Northern Ballet 1984 at Sadler’s Wells

I was really privileged yesterday to see two wonderful performances in London. The first was Northern Ballet’s production of Orwell’s 1984. Music by Alex Baranowski, and directed and choreographed by Jonathan Watkins, this was a truly contemporary take on the iconic story we know so well.

One might think that over 30 years since the date of the title, and nearly 70 years since it was written, that there might be little left to say, to interpret, to be relevant to a 21st century audience.

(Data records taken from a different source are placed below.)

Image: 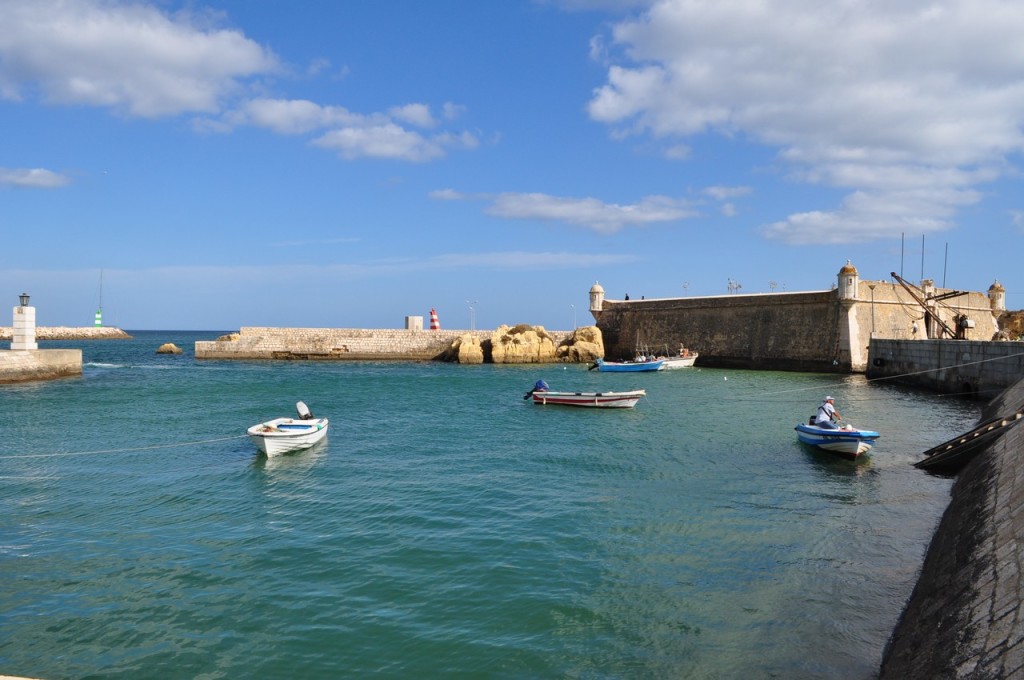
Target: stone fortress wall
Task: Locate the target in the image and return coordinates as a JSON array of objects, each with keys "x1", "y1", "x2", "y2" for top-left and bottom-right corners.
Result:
[
  {"x1": 196, "y1": 327, "x2": 569, "y2": 360},
  {"x1": 590, "y1": 262, "x2": 1005, "y2": 373}
]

You know what I’m going to say- of course it’s as relevant as ever. Think CCTV, cyber warfare, monitoring of mobile phones, our use of the internet, continuing issues of police trust, bankers, politicians, the way that the media appears to be in the hands of the very few,  our communal need to “gang up” on those we look down on. (whether it is Proles or immigrants…)  Whether we can truly trust our work colleagues, our friends, our lovers is a story as long as human existence, and perhaps now, with social media, our abilities to be treacherous, to be complicit, to be manipulated or the manipulator are all the stronger.

So, a subject on which so much is left to be discussed;  Watkins’ production, takes the story and runs with it. He leaves us questioning- who to trust, what does Big Brother really know is going on, and what is surmised, and through movement, excellent acting, a set that is stunning and lighting and video installation, we are immersed in a total theatre experience.

The music is sublime- Baranowski’s use of minimalism, Romanticism,  imaginative orchestration and the use of instrumental leitmotifs (clarinet for Julia, cello for Winston, horns and brass for O’Brien) helps bind the piece together. It is never just narrative, there is an intellectual robustness underpinning the composition which was most impressive. The same goes for the choreography- yes the narrative is there but there was an abstracted emotion which raised the performance to something far more meaningful.  And the use of video was clever- blurred when Winston couldn’t be seen, and clear when he could (or was that just our perceptions, and Big Brother could in reality see all the time?) The colour changes- use of pale turquoise, pink and pale mauve to create a sense of unfounded security were subtle, the yellow angular fist hands reminded one of swastikas.

The corp de ballet, both male and female (and I love the fact that Northern Ballet is pretty much equally male and female) had excellent acting skills as well as powerful expressive dancing ability. It is so exciting to watch such talent.

And the portrayal of Mr Charringon, who in turn shambles and demands money, appears to be helpful and in fact is double crossing, and the stunning shelf of junk in his antique shop, so beautifully lit by Chris Davey, was a pleasure. It would be easy to create a cheap story line here, but it became something much stronger, more complex and fascinating to watch.

The ending was as harrowing to watch as the book is to finish- and yet I would have watched it all again, straight away. It seemed to be the kind of production that would benefit from revisiting to catch all the many subtleties of all aspects of its creation. I really hope it will be shown again soon and not put to bed for too many years.